Data-informed decision-making


Most clients need a combination of gut instinct and relevant, accurate data to make good decisions. Here’s how you can help them make sense of the numbers


  • Integrated business systems hold loads of useful information: it’s just a case of surfacing it.
  • Structuring the chart of accounts using jobs, categories, tags and more can help business owners understand what they are reading.
  • Encourage small business owners to trust their instincts, alongside the data.

A simple question I ask my clients is: ‘What information would you like at your fingertips to inform your decisions?’. Integrated business systems are full of data and, as a number-loving accountant, I use various strategies and technologies to help surface helpful client data.

I will explain what tools and strategies I’ve used over the last decade, starting within the accounting package and working out through to the more complex scenarios and requirements.

Design, define and refine

There’s massive value in structuring the chart of accounts and using jobs, categories, tags and so on, to surface nuanced, helpful business information.

Here’s a simple accounting hack you’re welcome to steal from me. I often find small business owners don’t split out their income, so they’re unable to determine the profitability of different areas of the business. The secret to doing this is hidden in plain sight. I ask them to show me a copy of their business card and – voilà! – it lists the services they offer.

From there, I can adapt the business card information into their chart of accounts, giving us a starting point to monitor segmented profitability. I also like to get the chart of accounts into the business’s language, so they can understand and use it. In fact, you can take it a step further and use the translate feature within Google Chrome to translate the software into their language.

Popular online accounting solutions include internal reporting customisation options, from filtering and grouping data differently to comparing data across periods and defining different report layouts. Time spent training in this functionality pays long-term dividends.

Accountants love manipulating data in spreadsheets. If, like me, you often toggle between your online accounting software and Google Sheets, linking the two could be a real time-saver. G-Accon can be installed in your Chrome browser to link and sync the solutions. It offers the ability to export raw data, bulk uploads, templates and consolidated reporting.

If your preference is Microsoft Excel, Google Sheets can be downloaded in Microsoft Excel format, or take a look at EXL Cloud, which does similar linking with Microsoft Excel.

Plug-and-play visual and reporting solutions

I encourage clients to use dashboards to help them drive their business to their desired location (business goals). I don’t expect my clients to understand every dashboard aspect instantly, but I believe it’s achievable.

Plug-and-play solutions feature visually stunning management and forecasting reporting options and can be quick to roll out supporting discussions about business trends and building out forecasts, budgets and analysis.

There’s a plethora of overlapping solutions available. Many small business owners ask, ‘Where has my cash gone?’ or ‘Why is my bank account balance not the same as my profit?’. I like the cash flow waterfall chart found in Fathom because it visually helps them see where the money went. Fathom was one of the original reporting solutions in this space and a massive rebuild of its forecasting and micro-forecasting in 2020 has improved the functionality, making it easier to use.

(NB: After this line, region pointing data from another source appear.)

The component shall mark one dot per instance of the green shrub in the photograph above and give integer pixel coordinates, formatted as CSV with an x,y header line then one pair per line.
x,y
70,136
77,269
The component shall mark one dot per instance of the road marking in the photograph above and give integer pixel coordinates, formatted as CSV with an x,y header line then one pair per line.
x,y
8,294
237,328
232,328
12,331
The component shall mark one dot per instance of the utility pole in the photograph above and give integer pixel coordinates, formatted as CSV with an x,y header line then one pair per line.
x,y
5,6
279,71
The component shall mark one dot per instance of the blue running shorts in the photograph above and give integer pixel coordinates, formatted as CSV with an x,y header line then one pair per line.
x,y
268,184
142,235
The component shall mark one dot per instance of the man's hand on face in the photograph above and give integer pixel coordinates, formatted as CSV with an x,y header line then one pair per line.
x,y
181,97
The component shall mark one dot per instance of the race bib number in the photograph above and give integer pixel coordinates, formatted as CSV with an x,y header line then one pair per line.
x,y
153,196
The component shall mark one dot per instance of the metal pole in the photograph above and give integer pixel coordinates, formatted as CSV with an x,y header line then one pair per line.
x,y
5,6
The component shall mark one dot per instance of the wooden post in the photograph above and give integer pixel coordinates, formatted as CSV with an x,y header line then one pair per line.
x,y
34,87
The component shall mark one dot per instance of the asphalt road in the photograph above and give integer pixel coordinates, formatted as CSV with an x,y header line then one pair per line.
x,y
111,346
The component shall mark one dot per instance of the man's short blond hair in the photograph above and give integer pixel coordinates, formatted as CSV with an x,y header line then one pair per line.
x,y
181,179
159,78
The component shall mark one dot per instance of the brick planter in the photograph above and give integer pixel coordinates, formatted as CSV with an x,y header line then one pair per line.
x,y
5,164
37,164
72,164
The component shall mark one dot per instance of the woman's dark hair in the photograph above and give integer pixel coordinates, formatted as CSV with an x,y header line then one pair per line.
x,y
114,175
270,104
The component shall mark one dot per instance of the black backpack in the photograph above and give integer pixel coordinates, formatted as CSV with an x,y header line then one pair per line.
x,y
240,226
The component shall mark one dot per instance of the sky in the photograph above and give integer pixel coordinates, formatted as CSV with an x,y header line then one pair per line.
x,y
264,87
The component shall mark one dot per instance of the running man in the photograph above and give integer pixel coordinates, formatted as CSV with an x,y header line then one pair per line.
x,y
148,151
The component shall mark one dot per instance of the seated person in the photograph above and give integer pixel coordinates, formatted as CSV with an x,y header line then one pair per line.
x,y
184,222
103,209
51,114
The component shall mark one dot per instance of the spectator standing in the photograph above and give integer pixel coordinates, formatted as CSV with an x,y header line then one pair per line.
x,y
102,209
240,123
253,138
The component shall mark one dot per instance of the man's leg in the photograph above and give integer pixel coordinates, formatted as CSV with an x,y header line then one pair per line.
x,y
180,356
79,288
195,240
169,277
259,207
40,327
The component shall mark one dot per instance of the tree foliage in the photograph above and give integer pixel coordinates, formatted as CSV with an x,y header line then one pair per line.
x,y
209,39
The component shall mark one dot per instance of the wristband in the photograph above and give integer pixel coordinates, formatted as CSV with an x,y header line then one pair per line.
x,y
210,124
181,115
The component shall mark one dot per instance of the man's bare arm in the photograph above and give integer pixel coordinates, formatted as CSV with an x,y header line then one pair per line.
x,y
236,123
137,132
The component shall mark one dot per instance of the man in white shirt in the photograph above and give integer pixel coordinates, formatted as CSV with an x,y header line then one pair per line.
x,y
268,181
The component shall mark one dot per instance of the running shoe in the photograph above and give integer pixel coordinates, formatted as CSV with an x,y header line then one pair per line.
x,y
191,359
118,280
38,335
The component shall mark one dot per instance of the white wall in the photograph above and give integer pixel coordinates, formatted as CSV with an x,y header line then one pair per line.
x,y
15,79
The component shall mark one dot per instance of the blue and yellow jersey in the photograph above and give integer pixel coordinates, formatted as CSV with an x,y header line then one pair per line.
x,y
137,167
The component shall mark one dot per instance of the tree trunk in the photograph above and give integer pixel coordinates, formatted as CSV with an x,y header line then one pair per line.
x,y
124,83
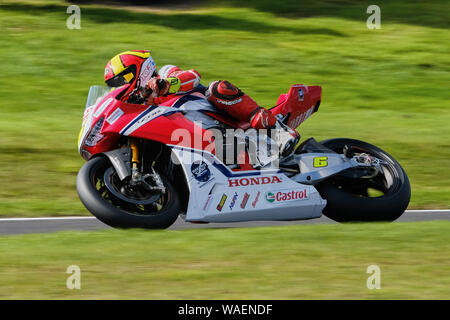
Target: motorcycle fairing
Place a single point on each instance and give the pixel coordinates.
(218, 194)
(298, 104)
(154, 122)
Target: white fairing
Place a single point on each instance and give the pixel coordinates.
(218, 194)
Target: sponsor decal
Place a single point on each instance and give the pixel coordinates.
(222, 202)
(245, 200)
(229, 103)
(270, 197)
(114, 116)
(242, 182)
(233, 201)
(200, 171)
(301, 95)
(145, 117)
(256, 199)
(207, 203)
(102, 107)
(287, 195)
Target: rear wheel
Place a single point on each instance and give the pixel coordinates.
(122, 205)
(365, 196)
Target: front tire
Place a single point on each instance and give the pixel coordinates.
(349, 200)
(117, 212)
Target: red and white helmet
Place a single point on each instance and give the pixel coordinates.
(126, 67)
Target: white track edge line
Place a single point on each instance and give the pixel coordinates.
(90, 218)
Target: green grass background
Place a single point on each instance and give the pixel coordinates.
(293, 262)
(388, 86)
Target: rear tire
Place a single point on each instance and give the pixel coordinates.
(107, 212)
(346, 205)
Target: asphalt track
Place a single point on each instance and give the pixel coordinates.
(10, 226)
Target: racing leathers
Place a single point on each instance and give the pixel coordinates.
(156, 88)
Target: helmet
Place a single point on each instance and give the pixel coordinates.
(126, 66)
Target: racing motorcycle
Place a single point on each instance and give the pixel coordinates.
(142, 171)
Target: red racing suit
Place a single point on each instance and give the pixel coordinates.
(222, 94)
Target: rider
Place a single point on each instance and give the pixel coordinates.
(137, 68)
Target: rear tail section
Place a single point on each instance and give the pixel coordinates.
(298, 104)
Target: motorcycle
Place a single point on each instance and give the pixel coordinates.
(143, 168)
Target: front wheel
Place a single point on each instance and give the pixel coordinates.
(118, 205)
(383, 196)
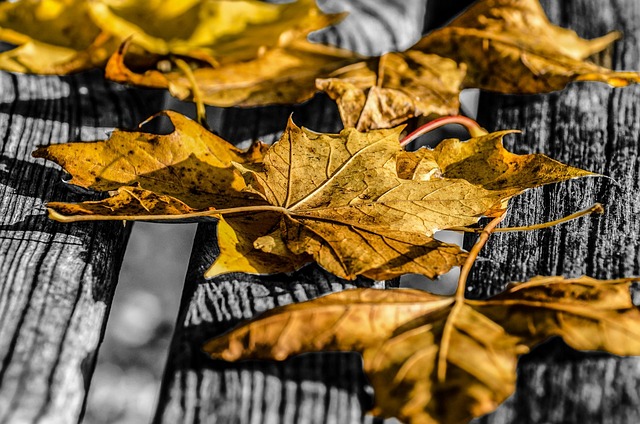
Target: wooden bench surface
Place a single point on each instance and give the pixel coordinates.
(596, 127)
(57, 280)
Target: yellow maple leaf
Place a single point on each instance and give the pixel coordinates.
(347, 200)
(404, 335)
(52, 37)
(510, 46)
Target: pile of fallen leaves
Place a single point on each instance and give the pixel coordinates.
(357, 203)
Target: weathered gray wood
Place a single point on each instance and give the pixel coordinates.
(319, 388)
(56, 280)
(598, 128)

Spotlight Reporting has added Spotlight Sustain to its collection. The solution is focused on ESG reporting: tracking environmental, social and governance metrics. For the not-for-profit clients, Calxa has a suite of purpose-built solutions that includes the ability to discharge grant acquittal.

Powerful, customisable reporting

When comprehensive reporting is required, I’ll refer clients to talk to Microsoft Power BI experts who can design suitable reports, graphs and dashboards. If financial modelling piques your interest, it’s certainly a skill in high demand, but I’m happy to handball the development to the legion of experts in the field.

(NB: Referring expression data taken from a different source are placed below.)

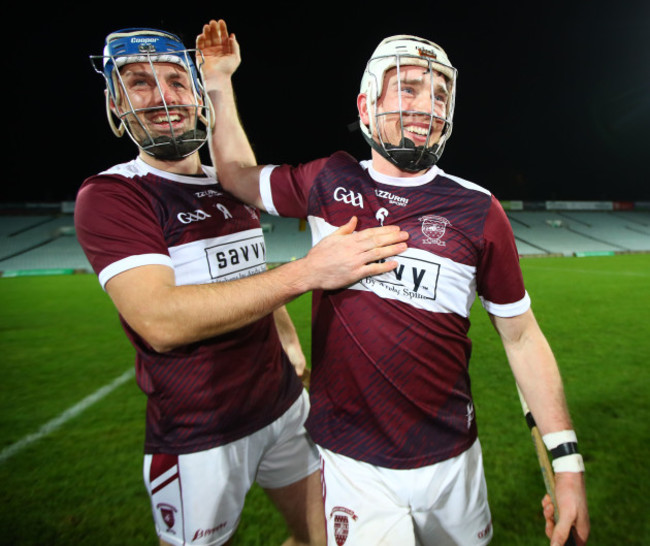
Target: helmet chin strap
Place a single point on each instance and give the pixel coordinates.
(174, 149)
(406, 155)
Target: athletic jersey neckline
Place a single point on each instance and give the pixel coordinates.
(406, 182)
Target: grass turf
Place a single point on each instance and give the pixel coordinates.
(82, 484)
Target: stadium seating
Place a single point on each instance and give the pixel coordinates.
(45, 242)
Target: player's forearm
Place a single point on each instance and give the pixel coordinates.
(178, 315)
(535, 369)
(230, 148)
(538, 377)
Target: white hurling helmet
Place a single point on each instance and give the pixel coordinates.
(394, 52)
(144, 45)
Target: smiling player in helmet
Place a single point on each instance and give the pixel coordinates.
(406, 102)
(154, 92)
(184, 262)
(392, 409)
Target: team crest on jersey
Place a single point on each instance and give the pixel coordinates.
(167, 513)
(341, 519)
(433, 229)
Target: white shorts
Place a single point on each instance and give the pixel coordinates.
(443, 504)
(198, 498)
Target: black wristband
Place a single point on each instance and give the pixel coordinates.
(568, 448)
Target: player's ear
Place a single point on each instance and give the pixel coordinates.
(362, 106)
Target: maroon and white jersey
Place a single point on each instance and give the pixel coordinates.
(211, 392)
(390, 354)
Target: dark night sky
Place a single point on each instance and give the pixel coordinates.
(552, 102)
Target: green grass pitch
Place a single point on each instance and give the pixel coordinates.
(82, 482)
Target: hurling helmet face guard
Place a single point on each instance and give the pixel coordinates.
(398, 52)
(141, 45)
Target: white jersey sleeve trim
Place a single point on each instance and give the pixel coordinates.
(265, 190)
(507, 310)
(132, 262)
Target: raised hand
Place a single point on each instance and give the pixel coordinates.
(219, 50)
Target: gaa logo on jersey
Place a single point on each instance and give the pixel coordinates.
(341, 517)
(433, 229)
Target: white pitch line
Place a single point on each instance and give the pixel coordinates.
(68, 414)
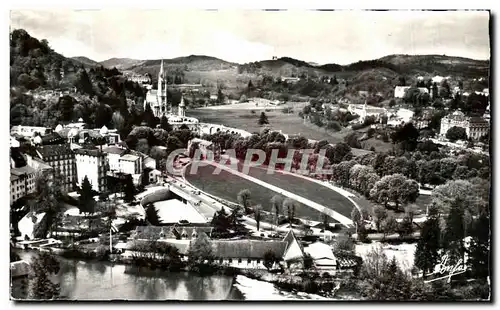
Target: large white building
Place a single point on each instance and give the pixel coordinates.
(22, 182)
(475, 127)
(93, 165)
(157, 98)
(364, 110)
(130, 164)
(30, 131)
(62, 159)
(400, 91)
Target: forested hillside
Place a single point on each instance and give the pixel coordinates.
(48, 89)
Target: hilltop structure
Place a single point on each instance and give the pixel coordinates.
(157, 98)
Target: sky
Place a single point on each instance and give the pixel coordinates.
(242, 36)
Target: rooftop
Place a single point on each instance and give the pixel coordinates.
(89, 152)
(129, 157)
(22, 170)
(54, 150)
(114, 150)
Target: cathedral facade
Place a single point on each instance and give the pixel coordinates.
(157, 98)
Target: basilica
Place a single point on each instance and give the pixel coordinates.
(158, 101)
(157, 98)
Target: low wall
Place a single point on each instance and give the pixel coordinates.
(159, 195)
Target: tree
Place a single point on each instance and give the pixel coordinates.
(40, 287)
(389, 225)
(118, 121)
(454, 234)
(263, 119)
(352, 140)
(269, 259)
(343, 244)
(456, 133)
(289, 204)
(257, 215)
(87, 202)
(129, 189)
(380, 216)
(427, 251)
(396, 188)
(326, 225)
(405, 228)
(244, 199)
(200, 251)
(479, 249)
(164, 124)
(277, 207)
(152, 215)
(407, 135)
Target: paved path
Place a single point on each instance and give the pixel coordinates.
(337, 216)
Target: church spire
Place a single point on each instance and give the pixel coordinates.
(161, 69)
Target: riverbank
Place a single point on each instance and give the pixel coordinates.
(288, 284)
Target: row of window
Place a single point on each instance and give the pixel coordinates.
(249, 261)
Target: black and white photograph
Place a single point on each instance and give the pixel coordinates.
(190, 154)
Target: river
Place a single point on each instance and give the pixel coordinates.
(92, 280)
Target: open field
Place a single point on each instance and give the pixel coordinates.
(227, 186)
(173, 211)
(289, 124)
(244, 119)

For multi-entity clients, a new solution designed to solve this problem is Translucent. It is built unlike any other solution I use. The way I explain it is that when your accounting files are connected, it breaks down the data into LEGO blocks (the technically correct term is data warehouse). As your five-year-old self knows, when you have a pile of LEGO blocks, you can build almost anything you can imagine.

I’ll also mention that Translucent has a phenomenally fast search app that searches transactions and attachments.

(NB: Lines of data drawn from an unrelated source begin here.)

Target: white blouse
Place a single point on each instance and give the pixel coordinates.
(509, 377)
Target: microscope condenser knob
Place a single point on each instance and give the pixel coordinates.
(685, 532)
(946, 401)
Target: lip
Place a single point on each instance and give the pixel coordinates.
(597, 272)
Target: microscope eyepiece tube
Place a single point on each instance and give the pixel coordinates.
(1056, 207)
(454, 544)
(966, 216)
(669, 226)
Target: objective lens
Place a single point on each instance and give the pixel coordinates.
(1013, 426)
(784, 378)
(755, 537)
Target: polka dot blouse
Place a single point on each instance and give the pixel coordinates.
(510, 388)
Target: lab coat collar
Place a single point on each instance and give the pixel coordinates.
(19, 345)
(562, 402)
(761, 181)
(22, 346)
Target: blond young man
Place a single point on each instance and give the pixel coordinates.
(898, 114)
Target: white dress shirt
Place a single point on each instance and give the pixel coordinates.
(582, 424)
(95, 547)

If the business is moving into enterprise resource planning (ERP) requirements, a solution like NetSuite offers standard reporting, report building options, a suite of analytical tools, customisable dashboards and the ability to export CSV files. The ERP solution also has a marketplace of reporting apps if you need more options!

Gut instinct

Remind your small business owners that they have a superpower that external accountants and bookkeepers don’t possess: gut instinct about their own business. They know their business. They know their industry. They know the market trends. Support clients to let their experience and insight complement the numbers, and embrace data-informed decisions.

I encourage clients to have faith in their gut instinct and ask questions like ‘Do the numbers seem reasonable?’, ‘Are the movements what we expected? and ‘Are the profits what we anticipated?’.

Lead the way

It’s a massive fail if we only see accounting software as a compliance tool that captures data for a tax return. Combining innovative reporting technology with strategic advice is a big win for SMEs and can help them make decisions and drive the business forward. By surfacing clean data promptly in a consistent format, you and your client can focus on the numbers and where the numbers are moving, and build upon that knowledge.